Set aside certain hours that are going to be working hours. Wake up at the
same time, start at the same time, eat at the same time, finish at the same
time, etc. If you have the space, I've found it helpful to set aside a space,
however small, specifically for working. I never work on the couch, for
instance; I always sit at my desk. Try to find a routine that works for you
and stick to it as best as possible each day. It's very easy to slip because
no one is there to tell you not to except yourself.

Sometimes a change of scenery is nice, so you can go someplace else. Many
people like coffee shops, though I'd rather go to the park and sit at a picnic
table. Coffee shops are too noisy and the wifi is usually nearly useless.
Better to just go sit in a park, tether up, and enjoy the sunshine and peace.
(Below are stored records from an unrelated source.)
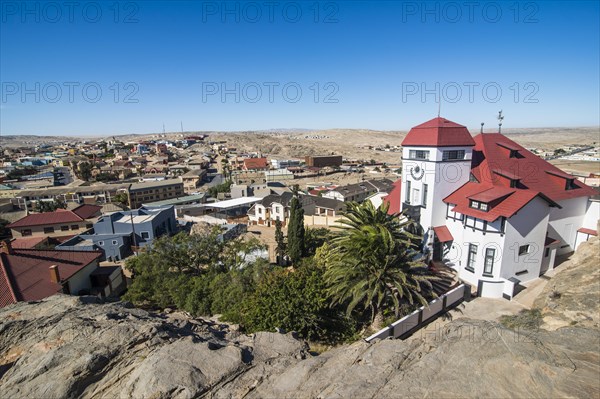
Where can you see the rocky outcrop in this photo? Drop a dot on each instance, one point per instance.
(63, 347)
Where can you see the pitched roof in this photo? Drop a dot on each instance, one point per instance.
(438, 132)
(25, 274)
(59, 216)
(491, 161)
(443, 234)
(394, 198)
(256, 163)
(87, 211)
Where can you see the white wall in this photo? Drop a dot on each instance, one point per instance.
(442, 178)
(527, 227)
(565, 221)
(592, 215)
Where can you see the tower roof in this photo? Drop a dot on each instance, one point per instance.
(438, 132)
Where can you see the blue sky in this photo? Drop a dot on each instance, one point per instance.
(100, 69)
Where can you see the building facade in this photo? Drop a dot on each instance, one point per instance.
(496, 213)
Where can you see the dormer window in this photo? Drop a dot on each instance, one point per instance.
(570, 185)
(453, 155)
(418, 154)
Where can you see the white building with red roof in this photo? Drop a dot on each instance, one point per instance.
(496, 213)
Equally as important as routine is self control. It's very easy to say "I'll
just fix one more bug," and suddenly it's 9pm and you've been working for 13
hours. Sometimes things happen, stuff breaks and you need to roll with that,
but on normal days learn to prioritize what needs to be fixed now vs. what can
wait until tomorrow. And when you log out, be done for the day. Go and enjoy
life and resist that temptation to log in later that night and fix "one more
thing." :)

Take breaks. Take a walk around the block. Go out to grab a sandwich. Again,
it's easy to get sucked in when you don't have normal workplace distractions.
But sometimes those distractions are useful. Yeah, it sucks when someone
interrupts you at your desk, but how often do you then decide it's a good time
for a bathroom break, or to grab a soda or snack or something? Make those
things happen at home. I find a variation on pomodoro[0] to be a benefit here.

After work, go do something else. If possible, go out, even if it's just to
the store. Get outside and get some fresh air.

Do you have family? If you do here are a couple of additional points:

Be sure you don't neglect your family duties. This seems counter-intuitive
(because you're at home, right!) but I've seen several friends relationships
suffer after they started working from home (and it's usually related to the
self-control issues above - they can't stop when it's time to switch into
family mode). Be sure your family is on board with you working from home and
know what to expect.

But on the other hand, if your family is at home while you are home, be sure
they realize that you are working and that they should _try_ not to disturb
you and give you space to work. I work with a wife and 3 year old in the house
and, while distractions do happen, they're both pretty good about allowing me
space and quiet to get things done. I have the fortune of having a separate
space to work and, while my door is usually open for them to come and go, they
know that if I've closed the door that means I'm trying to focus on something
and to try not to disturb me.

Oh yeah. And keep up with your personal hygiene. There is a level of truth to
this Oatmeal comic [1]. :)

[0]
[https://en.wikipedia.org/wiki/Pomodoro_Technique](https://en.wikipedia.org/wiki/Pomodoro_Technique)

[1]
[http://theoatmeal.com/comics/working_home](http://theoatmeal.com/comics/working_home)